For those of use motivated to see Middle Earth, we may imagine jetting to the antipodes with great haste, hoping to eye an orc or elf en route to our luxury cabin – but more and more visitors are instead opting to cruise to New Zealand. The number of Brits alone is up 25 per cent since 2010 and the cruise sector is worth a cool US $365 million to the Kiwi economy – due to rack up to $422 by the end of next year – and that means more even more nautical options on arrival.

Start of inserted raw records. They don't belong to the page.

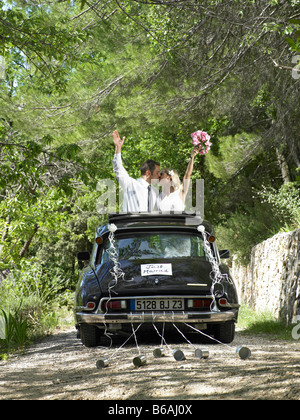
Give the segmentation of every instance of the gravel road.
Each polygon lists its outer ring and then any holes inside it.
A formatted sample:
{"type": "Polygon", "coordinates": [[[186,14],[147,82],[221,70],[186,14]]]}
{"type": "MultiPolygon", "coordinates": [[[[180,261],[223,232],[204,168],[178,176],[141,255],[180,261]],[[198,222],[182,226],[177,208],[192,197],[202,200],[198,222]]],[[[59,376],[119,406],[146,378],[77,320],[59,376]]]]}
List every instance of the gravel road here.
{"type": "MultiPolygon", "coordinates": [[[[157,336],[158,337],[158,336],[157,336]]],[[[237,332],[230,346],[196,344],[209,350],[208,359],[194,357],[195,348],[184,339],[167,338],[171,350],[186,356],[175,361],[154,358],[156,337],[138,341],[147,364],[136,368],[135,342],[125,338],[97,348],[85,348],[74,329],[57,332],[28,348],[24,355],[0,362],[0,400],[199,400],[300,399],[300,342],[270,340],[237,332]],[[251,349],[242,360],[236,347],[251,349]],[[113,356],[108,367],[96,368],[100,358],[113,356]]]]}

Typical itineraries will call at the likes of Auckland, Tauranga, Napier, Wellington and Akaroa, with Australia-based cruises spanning the Tasman waters from late August to June. By the end of the year, 125 voyages will bring a total of 200,000 passengers and 88,000 crewmembers to New Zealand, ranging from two-week extravaganzas to day trips. To help us grapple with the options on offer once you’ve arrived, Tourism New Zealand has rounded up some of the best options, whether you’re a “thrill-seeking adrenaline junkie or prefer the finer things in life at a more sedate pace.”

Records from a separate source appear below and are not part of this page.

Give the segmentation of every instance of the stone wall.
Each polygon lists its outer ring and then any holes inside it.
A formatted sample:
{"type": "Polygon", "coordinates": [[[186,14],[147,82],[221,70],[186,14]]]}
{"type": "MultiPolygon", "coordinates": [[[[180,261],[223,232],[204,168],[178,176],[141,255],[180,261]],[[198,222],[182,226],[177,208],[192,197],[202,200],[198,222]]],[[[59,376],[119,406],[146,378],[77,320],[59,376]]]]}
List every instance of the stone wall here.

For the adventurous, The Rock is New Zealand’s largest houseboat, which embarks on overnight itineraries in the Bay of Islands, from the seaside town of Paihia. Sleeping up to 36 guests, each and every cabin is in the top deck to optimum sea views. Trips involve opportunities to explore nearby islands with a knowledgeable crew on hand to educate guests about the bay’s mysteries. For nature lovers, the Milford Sound is best explored via the Mariner. Specialist nature guides are on board to educate cruisers on the aquatic fauna, such as dolphins and penguins, before the time comes to go exploring in the vessel’s tender craft (small boats) and kayaks.

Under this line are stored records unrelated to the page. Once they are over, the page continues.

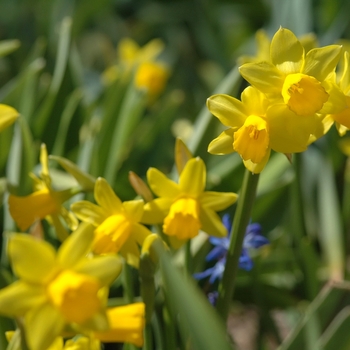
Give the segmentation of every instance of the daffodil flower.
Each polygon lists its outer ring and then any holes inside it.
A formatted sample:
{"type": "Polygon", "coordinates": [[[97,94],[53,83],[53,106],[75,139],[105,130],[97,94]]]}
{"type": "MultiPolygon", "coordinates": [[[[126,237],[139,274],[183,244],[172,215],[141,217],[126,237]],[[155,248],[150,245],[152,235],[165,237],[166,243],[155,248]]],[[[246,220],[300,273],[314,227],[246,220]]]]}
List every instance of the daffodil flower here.
{"type": "Polygon", "coordinates": [[[104,343],[130,343],[143,345],[145,327],[145,304],[134,303],[107,310],[109,329],[94,333],[94,337],[104,343]]]}
{"type": "Polygon", "coordinates": [[[48,155],[44,144],[41,145],[40,163],[40,178],[30,174],[34,181],[34,192],[24,197],[9,195],[10,214],[21,231],[26,231],[36,220],[48,220],[54,225],[57,237],[63,241],[68,237],[68,232],[60,218],[71,230],[75,230],[78,226],[76,217],[63,206],[63,203],[76,193],[73,189],[55,191],[52,188],[48,155]]]}
{"type": "Polygon", "coordinates": [[[266,96],[252,86],[242,92],[241,100],[223,94],[208,98],[209,111],[228,127],[209,144],[210,153],[237,152],[249,171],[260,173],[271,149],[281,153],[306,150],[314,118],[298,119],[281,104],[271,106],[266,96]]]}
{"type": "Polygon", "coordinates": [[[350,129],[350,69],[349,69],[349,52],[345,51],[342,60],[342,69],[337,73],[339,89],[343,92],[346,101],[345,108],[339,113],[329,114],[325,120],[325,131],[335,122],[337,130],[343,136],[350,129]]]}
{"type": "Polygon", "coordinates": [[[305,54],[296,36],[280,28],[271,41],[271,61],[244,64],[240,73],[273,103],[282,103],[285,108],[280,108],[280,113],[289,109],[296,119],[315,113],[338,113],[346,101],[330,78],[340,55],[339,45],[315,48],[305,54]]]}
{"type": "Polygon", "coordinates": [[[47,350],[65,327],[109,329],[106,288],[119,275],[117,256],[87,258],[93,227],[82,224],[56,251],[26,234],[9,239],[8,254],[19,280],[0,290],[0,313],[24,317],[30,349],[47,350]]]}
{"type": "Polygon", "coordinates": [[[117,52],[121,64],[132,68],[143,62],[150,62],[164,50],[164,43],[160,39],[153,39],[140,47],[136,41],[124,38],[119,42],[117,52]]]}
{"type": "Polygon", "coordinates": [[[0,132],[13,124],[19,113],[12,107],[0,104],[0,132]]]}
{"type": "Polygon", "coordinates": [[[119,78],[128,76],[134,68],[145,62],[154,62],[164,50],[164,43],[160,39],[153,39],[140,47],[131,38],[120,40],[117,47],[118,63],[108,67],[102,73],[106,84],[113,83],[119,78]]]}
{"type": "Polygon", "coordinates": [[[93,252],[120,252],[128,264],[138,267],[139,246],[151,234],[139,223],[143,214],[143,200],[122,202],[108,182],[101,177],[96,180],[94,195],[98,205],[79,201],[71,206],[80,220],[96,227],[93,252]]]}
{"type": "Polygon", "coordinates": [[[181,241],[195,237],[200,229],[213,236],[226,235],[216,211],[233,204],[237,195],[204,191],[206,170],[203,160],[190,159],[180,174],[179,183],[155,168],[147,171],[147,180],[160,198],[145,205],[142,222],[163,223],[164,233],[181,241]]]}
{"type": "Polygon", "coordinates": [[[107,318],[108,330],[90,332],[89,336],[78,335],[66,342],[62,337],[58,337],[47,350],[100,350],[101,342],[129,343],[142,347],[145,327],[144,303],[109,308],[107,318]]]}
{"type": "Polygon", "coordinates": [[[135,72],[135,86],[147,91],[152,102],[165,88],[169,76],[167,67],[158,62],[143,62],[135,72]]]}
{"type": "MultiPolygon", "coordinates": [[[[305,53],[309,52],[317,46],[317,37],[314,33],[307,33],[298,36],[298,40],[303,45],[305,53]]],[[[254,56],[242,55],[238,57],[238,63],[240,65],[252,62],[269,62],[271,60],[271,38],[268,36],[267,32],[264,29],[259,29],[255,33],[255,42],[257,46],[256,54],[254,56]]]]}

For culture vultures, Auckland’s harbour is being frequented by the cruise ship Ipipiri, which frequently embarks toward the outlying islands through the waters of Waitemata Harbour. Harbour Bridge, Bean Rock Lighthouse and Devonport are all visible, along with Rangitoto Island, formed by a huge volcanic eruption around 600 years ago, and neighbouring Motutapu, one of the earliest places inhabited by Māori, but the highlight could be Waiheke Island, replete with golden sandy beaches, vineyards and mixture of quaint Kiwi holiday homes and luxury mansions. When it comes to luxury, why not take on Raglan Harbour on-board the deluxe houseboat Wahine Moe. Described as a ‘floatel’, the cruiser can be exclusively yours for the night as you become lord of the harbour until morning, when the skipper returns you to shore.